Graduate Student Handbook
Introduction
Welcome
It is our sincere pleasure to welcome you to the Materials Science & Engineering (MSEN) Graduate Program at the University of Arkansas. It is our goal to provide you with both state of the art academic instruction, and the organizational skills to fully utilize that instruction, that will allow you to excel in your professional career. We are your partner and take a personal responsibility to make your experience at the University one that you will not soon forget.
Mission
The Materials Science & Engineering program at the University of Arkansas, Fayetteville, is an interdisciplinary graduate program designed to expand a student's knowledge beyond the boundaries of traditional departmental based graduate programs. Students in the Materials Science & Engineering program participate in cross-departmental research, take applications-intensive classes from multiple engineering and science departments, and develop workplace productivity skills in a simulated industrial environment.
The outcome of their graduate education in this interdisciplinary environment will be a better understanding of materials and their properties; processes for producing materials and modifying their properties; creation of devices and systems with features enabled by this manipulation of material properties; and an understanding of the economics that affect successful introduction of these devices and systems into industry and society.
Philosophy
The Materials Science & Engineering program reports directly to Dean of the Graduate School of the University of Arkansas, but closely aligns its policies with the policies of both the Fulbright College of Arts and Sciences and the College of Engineering.

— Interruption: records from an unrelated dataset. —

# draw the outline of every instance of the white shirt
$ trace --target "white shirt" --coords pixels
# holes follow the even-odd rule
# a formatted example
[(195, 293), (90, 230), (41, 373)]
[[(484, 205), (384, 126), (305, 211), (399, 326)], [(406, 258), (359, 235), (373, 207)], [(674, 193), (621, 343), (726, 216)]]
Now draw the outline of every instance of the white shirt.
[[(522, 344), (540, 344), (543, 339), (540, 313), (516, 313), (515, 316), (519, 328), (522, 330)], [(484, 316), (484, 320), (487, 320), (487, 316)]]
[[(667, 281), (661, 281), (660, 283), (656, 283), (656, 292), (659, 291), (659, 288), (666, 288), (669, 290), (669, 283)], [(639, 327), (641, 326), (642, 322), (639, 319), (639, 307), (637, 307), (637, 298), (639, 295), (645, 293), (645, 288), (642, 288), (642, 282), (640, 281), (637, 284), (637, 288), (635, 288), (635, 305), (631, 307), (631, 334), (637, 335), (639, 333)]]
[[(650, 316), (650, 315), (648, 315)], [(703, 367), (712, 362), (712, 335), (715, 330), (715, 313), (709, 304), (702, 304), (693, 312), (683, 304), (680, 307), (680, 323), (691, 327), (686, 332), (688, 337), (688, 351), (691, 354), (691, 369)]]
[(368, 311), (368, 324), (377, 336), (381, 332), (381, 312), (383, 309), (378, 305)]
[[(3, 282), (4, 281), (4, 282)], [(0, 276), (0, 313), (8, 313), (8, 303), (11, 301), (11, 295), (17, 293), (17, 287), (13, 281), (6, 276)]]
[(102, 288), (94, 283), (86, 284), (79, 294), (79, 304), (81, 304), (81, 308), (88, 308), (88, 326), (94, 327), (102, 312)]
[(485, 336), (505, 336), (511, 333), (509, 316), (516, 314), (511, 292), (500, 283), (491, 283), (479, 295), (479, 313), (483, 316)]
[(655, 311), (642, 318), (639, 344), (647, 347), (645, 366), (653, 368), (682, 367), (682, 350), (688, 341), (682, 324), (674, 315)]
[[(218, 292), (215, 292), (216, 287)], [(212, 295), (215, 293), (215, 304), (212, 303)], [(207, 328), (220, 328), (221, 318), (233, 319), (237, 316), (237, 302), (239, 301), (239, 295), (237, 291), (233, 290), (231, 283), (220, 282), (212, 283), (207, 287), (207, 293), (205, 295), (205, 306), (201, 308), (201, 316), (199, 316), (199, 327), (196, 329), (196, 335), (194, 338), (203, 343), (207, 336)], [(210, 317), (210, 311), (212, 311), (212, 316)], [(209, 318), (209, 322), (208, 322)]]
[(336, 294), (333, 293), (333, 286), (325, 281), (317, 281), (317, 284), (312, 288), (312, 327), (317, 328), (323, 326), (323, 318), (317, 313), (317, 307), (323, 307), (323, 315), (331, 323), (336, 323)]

The Arkansas Department of Higher Education (ADHE) approved the predecessor Microelectronics-Photonics M.S. degree in July 1999 for fall semester 1999 implementation, and the Ph.D. degree in July 2000 for implementation in the Fall 2000 semester. The ADHE approved the reconfiguration of the Microelectronics-Photonics graduate program to the Materials Science & Engineering program in January 2020 for implementation in the Fall 2020 semester.
Traditional students in the M.S. MSEN program are required to complete an interdisciplinary research- thesis based degree, an external technical organization-based research-project degree, or a non-research degree. The two research-based degrees provide the base to continue toward the Ph.D., and the non- research is intended primarily to support non-traditional students with professional experience or students on career paths that do not directly involve research. All three degree paths require a mixture of physics/chemistry, engineering, technical elective, and business management classes; resulting in a degree that is highly marketable to career opportunities in the development and manufacturing of high tech materials and devices.
The program's faculty and post-doc staff voluntarily associate themselves with MSEN to better coordinate research and educational efforts in this field. The MSEN faculty members’ home appointments are in the departments of Biological and Agricultural Engineering, BioMed Engineering, Chemical Engineering, Chemistry, Civil Engineering, Computer Systems Engineering, Electrical Engineering, Industrial Engineering, Mechanical Engineering, and Physics. It is expected that students accepted into the MSEN program will begin working with the staff in their research laboratories shortly after their arrival at the University of Arkansas, Fayetteville.
U of A Graduate School Catalog
This graduate handbook is designed to supplement the material found in the Catalog of the Graduate School of the University of Arkansas. The material found in this handbook is indicative of the current philosophy of the program, and may include changes that are being submitted into the UA approval cycle for publication in the next year’s Graduate Catalog.